Here I am trying to clean/reassemble the latest A-10 engine. The thing was completely overhauled so all I really have to do is clean/polish everything and put it back together but for some reason I am having trouble removing the wire clips for the gudgeon pins . I have typically been able to slide them in the groove and prise up on an end and work them around and they fly out . Never removed new ones ? Are these generally this tight or am I looking at a loctite situation?I don't wanna get midievil on it if there is a trick.I feel compelled to strip these to polish the domes and rods .
Even though this thing was totally overhauled I am very pleased that I opted to strip it to bits as everything was assembled with grease that was filled in the bearings as well as the bush, blocking the oil passage .I believe I just caught a glimpse at why a lotta BSA engines grenade after a lotta machine work.
Good point,with grease blocking lubrication holes.Why didn't they use oil?
I can't imagine anyone using Loctite on a wire circlip.Maybe the ends of the wire are burred.A scriber or small screwdriver usually does the job,to move the gap to a better position.Sometimes they'll move easier in one direction.
If all else fails,I'd solder something to one end of the circlip.Then use the "something" to pull it out of its groove. At least you only need to remove the outer circlips.The inner ones can stay there and not cause a problem.
The clips are just being mean. Do they rotate in their seats or are they "frozen" into place? If they rotate around, you just need to grind the right kind of a point onto an awl or pick, and work 'em till they holler "UNCLE".
If they've been glued in place with something, a session with a little butane torch should convince them to come out.
A little skim of engine assembly lube on a cam or wrist pin is OK, but why someone would pack an engine full of grease is beyond me. Grease, red Loctite, and blue silicone seal - they ought not be sold without a prescription ....
I'm like super lazy today. It's like normal lazy, but I'm wearing a cape.
The only reason I ever found a circlip to be "frozen" into place, was because the wrist pin had slid hard up against the circlip.
You might try to heat the piston up a bit, and try to slide the wrist pin away from the circlip?
I am REALLY glad I finally bought a wrist pin removal tool. No more possibility of putting unnecessary shock loads sideways to the rods anymore.
It has been my experience that the wrist pins used with circlips, have their outer end edges chamfered, enough so that they might capture the circlip into it's groove, if pushed hard against the circlip. When there is a situation where the wrist pin cannot float enough, the piston or the small rod end bush holds onto the wrist pin hard enough, it can hold the pin against the circlip too well.
Spiral locks and their wrist pins are differently made... I suppose the pin can also be held tightly enough against the spiralock to make a near similar situation happen...
Just do NOT use a circlip in a spiralock groove, or a spiralock in a circlip groove, neither set-up will work for long.
This is pretty much what I expected to read, looks like time for the blowtorch.Pistons(and preumably wrist pins as they fit pretty snug)are new . None of the four clips will budge at all.

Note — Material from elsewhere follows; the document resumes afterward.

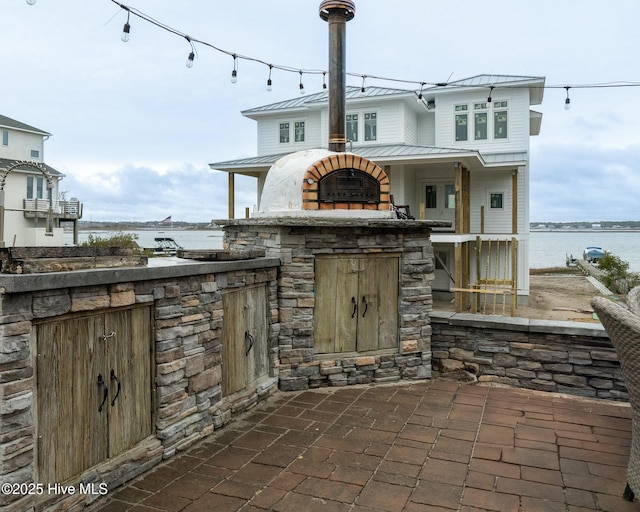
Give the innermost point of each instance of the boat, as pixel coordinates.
(593, 254)
(165, 246)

The grease scared me a bit but the machining looks great ,especilly pleased with TS bush .My Sherlock type guess is the PO was looking for a reliably built fugly to look at machine since the only clean part on it is the head (prolly blasted at the machinists )and he left the frame crusty and had a nicely painted likeness of a rat eating cheese,that might stay on there .
Update .... DONE . A bit of propane did the deed.-Thanks again
Grease is just oil suspended in 'soap'. The engine oil will thin it and the engine will lubricate fine. Grease will NOT plug oil holes. The oil is under pressure and will push the grease into the oil tank.
Circlips are are usually steel and thus dissimilar to the alloy pistons. Dissimilar metals will weld themselves together via galvanic corrosion. Teflon 'buttons' are a better means to an end.
Really ?Galvanic reaction with a circlip? Never seen that trick.these had some sort of clear residue , almost looked like super glue.Warming a piston with a propane torch is gonna cause a failure ?I can't tell you how many times I've done this , on H-D you pretty much do this just to beat the light interference fit with the gudgoen pin, never broke a piston,I'll take my chances .If you wanna use grease rather than assembly lube ,what can I say ,I aint building a clapped out American V-8.